Detective Sparks also testified about a tape recording made in 1995 or 1996 in which Mr. Mayhew threatened to cut off the genitals of his father, former Sunnyvale Mayor Charles "Charlie" Mayhew Sr.
Mr. Lesser tried to show there was no physical evidence linking Mr. Mayhew to the slaying. Fingerprints on the shotgun that Detective Sparks said could be the murder weapon were determined not to belong to Mr. Mayhew. Blood found on the tip of the shotgun four years ago has not been analyzed, possibly because there is not enough of a sample to test, the detective said.
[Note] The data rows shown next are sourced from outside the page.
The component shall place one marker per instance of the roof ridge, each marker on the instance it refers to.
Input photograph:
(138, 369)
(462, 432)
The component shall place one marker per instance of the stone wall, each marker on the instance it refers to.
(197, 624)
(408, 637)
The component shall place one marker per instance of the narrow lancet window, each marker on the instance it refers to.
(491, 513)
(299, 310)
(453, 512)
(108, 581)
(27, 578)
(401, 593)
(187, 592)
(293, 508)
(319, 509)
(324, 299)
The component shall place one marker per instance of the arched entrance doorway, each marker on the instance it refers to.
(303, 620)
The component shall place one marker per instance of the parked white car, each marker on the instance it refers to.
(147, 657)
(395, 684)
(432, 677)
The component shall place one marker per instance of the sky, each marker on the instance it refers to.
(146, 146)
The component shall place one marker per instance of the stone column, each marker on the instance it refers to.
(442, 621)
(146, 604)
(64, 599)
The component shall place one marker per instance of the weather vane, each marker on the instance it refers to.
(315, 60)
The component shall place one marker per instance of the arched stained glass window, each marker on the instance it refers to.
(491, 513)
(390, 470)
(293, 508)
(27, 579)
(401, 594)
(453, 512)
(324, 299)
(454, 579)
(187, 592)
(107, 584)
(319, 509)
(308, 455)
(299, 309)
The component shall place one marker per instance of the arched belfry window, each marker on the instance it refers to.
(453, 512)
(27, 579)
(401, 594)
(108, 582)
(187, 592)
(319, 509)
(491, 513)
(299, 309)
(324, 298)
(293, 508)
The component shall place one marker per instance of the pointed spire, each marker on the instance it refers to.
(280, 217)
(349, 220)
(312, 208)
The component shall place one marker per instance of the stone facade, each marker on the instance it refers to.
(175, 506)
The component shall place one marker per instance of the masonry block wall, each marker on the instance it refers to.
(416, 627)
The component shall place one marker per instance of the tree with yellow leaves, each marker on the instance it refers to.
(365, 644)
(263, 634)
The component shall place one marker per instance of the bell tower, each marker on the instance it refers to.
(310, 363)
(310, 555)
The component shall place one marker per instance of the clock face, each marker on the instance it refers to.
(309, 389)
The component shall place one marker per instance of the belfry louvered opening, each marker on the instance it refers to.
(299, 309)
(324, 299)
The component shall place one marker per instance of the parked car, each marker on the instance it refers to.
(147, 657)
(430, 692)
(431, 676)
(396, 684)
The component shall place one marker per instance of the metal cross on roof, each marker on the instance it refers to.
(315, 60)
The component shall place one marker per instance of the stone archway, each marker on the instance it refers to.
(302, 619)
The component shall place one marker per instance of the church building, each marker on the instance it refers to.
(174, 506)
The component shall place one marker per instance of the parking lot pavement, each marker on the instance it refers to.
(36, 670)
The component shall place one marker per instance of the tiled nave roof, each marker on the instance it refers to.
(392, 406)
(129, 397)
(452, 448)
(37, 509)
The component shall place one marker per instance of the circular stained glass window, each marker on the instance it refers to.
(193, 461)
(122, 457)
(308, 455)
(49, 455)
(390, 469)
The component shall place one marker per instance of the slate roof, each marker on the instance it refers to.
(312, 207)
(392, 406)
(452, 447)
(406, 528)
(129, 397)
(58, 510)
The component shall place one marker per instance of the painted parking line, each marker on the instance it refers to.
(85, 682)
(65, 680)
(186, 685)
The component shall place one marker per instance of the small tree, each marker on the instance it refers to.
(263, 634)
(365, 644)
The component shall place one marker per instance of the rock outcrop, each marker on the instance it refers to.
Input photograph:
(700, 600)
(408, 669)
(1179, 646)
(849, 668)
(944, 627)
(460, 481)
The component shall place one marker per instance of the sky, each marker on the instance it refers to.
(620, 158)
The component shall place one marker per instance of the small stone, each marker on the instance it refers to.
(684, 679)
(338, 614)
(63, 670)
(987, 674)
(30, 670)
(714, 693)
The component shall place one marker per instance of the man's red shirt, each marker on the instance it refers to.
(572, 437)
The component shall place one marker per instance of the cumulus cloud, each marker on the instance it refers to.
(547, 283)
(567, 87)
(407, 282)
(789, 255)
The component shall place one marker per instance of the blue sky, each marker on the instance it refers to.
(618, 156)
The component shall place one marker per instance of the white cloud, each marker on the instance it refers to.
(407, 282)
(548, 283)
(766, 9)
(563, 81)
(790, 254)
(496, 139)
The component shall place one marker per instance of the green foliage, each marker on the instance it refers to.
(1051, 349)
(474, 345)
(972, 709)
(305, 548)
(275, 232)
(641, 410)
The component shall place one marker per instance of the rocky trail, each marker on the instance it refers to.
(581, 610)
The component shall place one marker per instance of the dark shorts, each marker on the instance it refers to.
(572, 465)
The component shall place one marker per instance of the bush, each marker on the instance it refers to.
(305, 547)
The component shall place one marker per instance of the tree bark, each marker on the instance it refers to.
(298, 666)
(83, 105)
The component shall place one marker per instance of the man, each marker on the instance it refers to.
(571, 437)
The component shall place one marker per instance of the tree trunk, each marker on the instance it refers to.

Mr. Mayhew, 50, was arrested July 15 and accused of killing his 81-year-old father after new evidence surfaced during a civil trial in a wrongful death suit by his sister, Amanda Dealey.
In April, a civil jury found Mr. Mayhew responsible for his father's death and ordered Mr. Mayhew to pay $26 million to Ms. Dealey.
The evidence presented in the civil case led prosecutors to file criminal charges against Mr. Mayhew. There is no statute of limitations for murder charges.
Detective Sparks acknowledged that it was unusual for the department to trade information with litigants in a civil case.
After the hearing Wednesday, Sheriff's Department spokesman Don Peritz said the department's decision not to file criminal charges before the civil trial was a "tactical decision."
"We concede it's certainly a circumstantial case, but we believe in the totality of the circumstances," he said, adding that investigative evidence coupled with civil trial testimony could make a compelling case.
Mr. Lesser argued repeatedly throughout the hearing that bail should be reduced without physical evidence. He said the tapes aren't relevant because they were recorded about three years before the slaying.
He also said that from 1995 to 1998, Mr. Mayhew was an on-again, off-again resident in his father's house. Mr. Lesser tried to discredit the witness who saw Mr. Mayhew in the neighborhood on March 1, 1998, about the time of the slaying, by saying that the witness was a convicted drug offender.